Natürlich: Prozesse der Modernisierung wie Industrialisierung, Urbanisierung und wachsender Wohlstand haben unsere Lebenswelten grundlegend verändert. Doch tiefer greifen die kulturellen Folgen: Pluralisierung, Institutionenskepsis, Kritik an jeglicher Herrschaft – und ein beinahe dogmatischer Individualismus. Selbst in existenziellen Fragen reklamiert das moderne Ich Autonomie – und lehnt jede Form der Bevormundung ab. Das hinterlässt ein Vakuum.
Was bleibt, wenn das Verbindliche, das Transzendente verschwindet?
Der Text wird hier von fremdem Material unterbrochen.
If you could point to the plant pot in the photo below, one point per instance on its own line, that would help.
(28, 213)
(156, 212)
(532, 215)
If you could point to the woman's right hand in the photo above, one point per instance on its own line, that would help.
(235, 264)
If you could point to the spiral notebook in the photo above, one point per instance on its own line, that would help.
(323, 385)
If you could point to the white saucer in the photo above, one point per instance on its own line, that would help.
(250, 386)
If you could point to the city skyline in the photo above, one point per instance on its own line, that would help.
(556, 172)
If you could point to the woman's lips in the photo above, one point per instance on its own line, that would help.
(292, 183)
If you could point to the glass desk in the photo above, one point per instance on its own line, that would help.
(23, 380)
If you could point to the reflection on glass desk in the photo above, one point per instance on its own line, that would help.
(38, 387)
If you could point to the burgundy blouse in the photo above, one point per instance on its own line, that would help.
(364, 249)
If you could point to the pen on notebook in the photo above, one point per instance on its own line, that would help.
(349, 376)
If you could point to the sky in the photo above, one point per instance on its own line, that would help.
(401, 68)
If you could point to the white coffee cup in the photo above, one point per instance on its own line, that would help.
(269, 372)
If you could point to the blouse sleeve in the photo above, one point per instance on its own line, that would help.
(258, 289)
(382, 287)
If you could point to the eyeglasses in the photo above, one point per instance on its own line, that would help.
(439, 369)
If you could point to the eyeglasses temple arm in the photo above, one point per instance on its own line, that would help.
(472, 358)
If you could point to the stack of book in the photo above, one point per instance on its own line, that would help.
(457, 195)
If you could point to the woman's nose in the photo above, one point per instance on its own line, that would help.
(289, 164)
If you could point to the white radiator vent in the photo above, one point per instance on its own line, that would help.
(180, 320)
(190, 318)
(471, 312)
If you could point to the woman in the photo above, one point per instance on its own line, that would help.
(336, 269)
Oft nur vage Formeln: „Ich bin spirituell, aber nicht religiös.“ Oder: „Es gibt da schon etwas Höheres.“ Die religiösen Sinnformen verflüssigen sich – und mit ihnen die ethische Substanz. Gebet, Kirchgang, Kirchenmitgliedschaft: erscheinen, mehr noch, sind überholt. Doch mit dem Rückzug der Praxis schwindet auch – das wird übersehen – das Ethos: Nächstenliebe, Demut, Hoffnung. Kurz: das moralische Rückgrat unserer freiheitlichen Ordnung.
Denn die Demokratie lebt nicht vom Mehrheitswillen allein. Sie lebt von Voraussetzungen, die sie selbst nicht garantieren kann – und die tief im Christentum verwurzelt sind. Der Gedanke der Menschenwürde, der unantastbaren Freiheit, der Verantwortung vor „Gott“ und den Menschen: Das sind keine säkularen Zufallsprodukte, sondern geistige Kinder einer jahrhundertelangen christlichen Kultur. Der Apfel fällt eben nicht weit vom Stamm.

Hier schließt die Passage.